Le secteur du jeu vidéo aimerait tirer profit de la crise grâce aux consommateurs prudents, déprimés ou ruinés qui, renonçant à sortir dépenser leur argent, s'enfermeront chez eux avec leur console. Mais en sera-t-il ainsi dans le monde réel ?

À en juger par l'ambiance électrique du Tokyo Game Show, le plus grand salon asiatique du jeu vidéo qui se tient jusqu'à dimanche dans la banlieue tokyoïte, les firmes n'ont guère l'esprit torturé par la débâcle financière mondiale. Leurs stands sont, comme chaque année, extravagants.

Le jeu vidéo «n'est pas le genre d'industrie qui subit des chutes soudaines et violentes de la demande», se rassure Yoichi Wada, président de la fédération professionnelle du secteur au Japon et de l'entreprise Square Enix.

Mais, avertit Hiroshi Kamide, analyste chez KBC Securities, «la récession, car il me semble qu'on est dedans, n'est pas une bonne chose pour ce secteur, quoi qu'on en dise».

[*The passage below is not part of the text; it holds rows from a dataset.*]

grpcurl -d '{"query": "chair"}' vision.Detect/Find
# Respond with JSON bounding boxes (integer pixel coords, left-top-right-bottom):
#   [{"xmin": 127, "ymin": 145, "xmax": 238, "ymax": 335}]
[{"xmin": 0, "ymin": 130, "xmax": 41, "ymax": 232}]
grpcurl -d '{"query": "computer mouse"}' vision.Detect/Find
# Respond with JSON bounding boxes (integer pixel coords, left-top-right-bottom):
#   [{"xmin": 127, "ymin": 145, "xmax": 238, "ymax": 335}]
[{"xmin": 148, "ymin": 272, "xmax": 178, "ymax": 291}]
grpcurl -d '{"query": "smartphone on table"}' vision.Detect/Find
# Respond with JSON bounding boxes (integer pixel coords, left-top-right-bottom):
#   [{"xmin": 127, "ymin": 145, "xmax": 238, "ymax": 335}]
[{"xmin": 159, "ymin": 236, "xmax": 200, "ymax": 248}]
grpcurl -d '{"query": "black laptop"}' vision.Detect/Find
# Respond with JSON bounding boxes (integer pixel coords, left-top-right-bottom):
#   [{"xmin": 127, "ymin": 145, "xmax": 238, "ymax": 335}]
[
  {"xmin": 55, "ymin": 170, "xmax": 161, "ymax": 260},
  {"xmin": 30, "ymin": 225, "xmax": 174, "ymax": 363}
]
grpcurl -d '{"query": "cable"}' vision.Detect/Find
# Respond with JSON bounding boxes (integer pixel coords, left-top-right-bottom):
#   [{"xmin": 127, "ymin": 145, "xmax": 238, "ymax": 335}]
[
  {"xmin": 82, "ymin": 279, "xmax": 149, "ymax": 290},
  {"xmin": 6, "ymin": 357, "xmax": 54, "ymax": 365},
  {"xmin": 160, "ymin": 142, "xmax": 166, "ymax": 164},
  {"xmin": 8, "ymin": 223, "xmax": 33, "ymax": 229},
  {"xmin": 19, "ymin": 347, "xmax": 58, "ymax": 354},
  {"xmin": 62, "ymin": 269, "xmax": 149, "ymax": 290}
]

Son opinion pourrait être confirmée par les derniers chiffres du marché au Japon. Au premier semestre, les ventes de consoles y ont baissé de 33,5% en valeur et celles de jeux de 10,3%, selon les statistiques d'Enterbrain, société d'édition spécialisée.

Toutefois, «cette contraction est naturelle, du fait des cycles d'apparition des nouvelles générations de machines», explique son PDG, Hirokazu Hamamura, selon qui l'année dernière a bénéficié de la sortie fin 2006 de la Wii de Nintendo et de la PlayStation 3 de Sony.

«La situation du jeu vidéo au Japon n'est pas mauvaise», assure-t-il, prédisant une seconde moitié d'année dynamique avec la sortie de sagas attendues au Japon et de titres très grand public comme «Wii Music», le nouveau divertissement de simulation musicale de Nintendo.

Si le jeu à domicile au Japon résiste, les salles spécialisées, elles, souffrent le martyre depuis plusieurs mois. Toutefois, leur malheur vient surtout de la flambée des prix de l'essence, un facteur qui dissuade les sorties dans des sites de loisirs excentrés.

Sega, qui gère quelque 400 salles au Japon, avoue aussi que, du coup, les gens jouent plus chez eux.

En Europe, où le secteur financier est plus durement touché qu'au Japon, la filiale de jeu du géant nippon Sony affirme qu'elle ne connaît pas la crise.

La débandade financière «n'a pas d'effets négatifs sur le marché, c'est même le contraire», assure un responsable de Sony Computer Europe en visite à Tokyo.

«On le lit sur les courbes de vente, alors même que les dernières consoles et les titres allant de pair sont plus chers», explique-t-il.

En 2007, le marché mondial du jeu s'est élevé à près de 3000 milliards de yens (34 milliards de dollars), en progression de 80% par rapport à 2006, selon l'association des industriels du divertissement numérique japonais.

Ce découplage entre le marasme financier et la santé insolente de l'univers ludique virtuel s'explique, selon le responsable de Sony, par un «effet cocooning», un phénomène qu'il juge «particulièrement vrai en France».

«Au lieu d'une séance de cinéma en famille, les gens préfèrent rester à la maison et s'amuser avec des jeux de société vidéo», comme des quiz ou des karaoke, analyse-t-il, estimant qu'«a contrario, le cinéma risque de souffrir».

Les familles font des choix budgétaires différents, compte-tenu de l'inflation et du tarif exorbitant de l'essence.

Quant aux «hard-gamers», les accros de la manette et des consoles en tous genres, aucune conjoncture ne paraît en mesure de tuer leur passion pour les jeux à grand spectacle pour lesquels ils déboursent des fortunes.

Pour ces inconditionnels, s'il existe une crise dans le secteur du jeu japonais, c'est peut-être celle de la créativité.

«Prise de risques zéro : dès qu'un jeu cartonne auprès du public, on en voit déferler une vague du même type pour remplir les caisses en minimisant les investissements», déplore un journaliste spécialisé.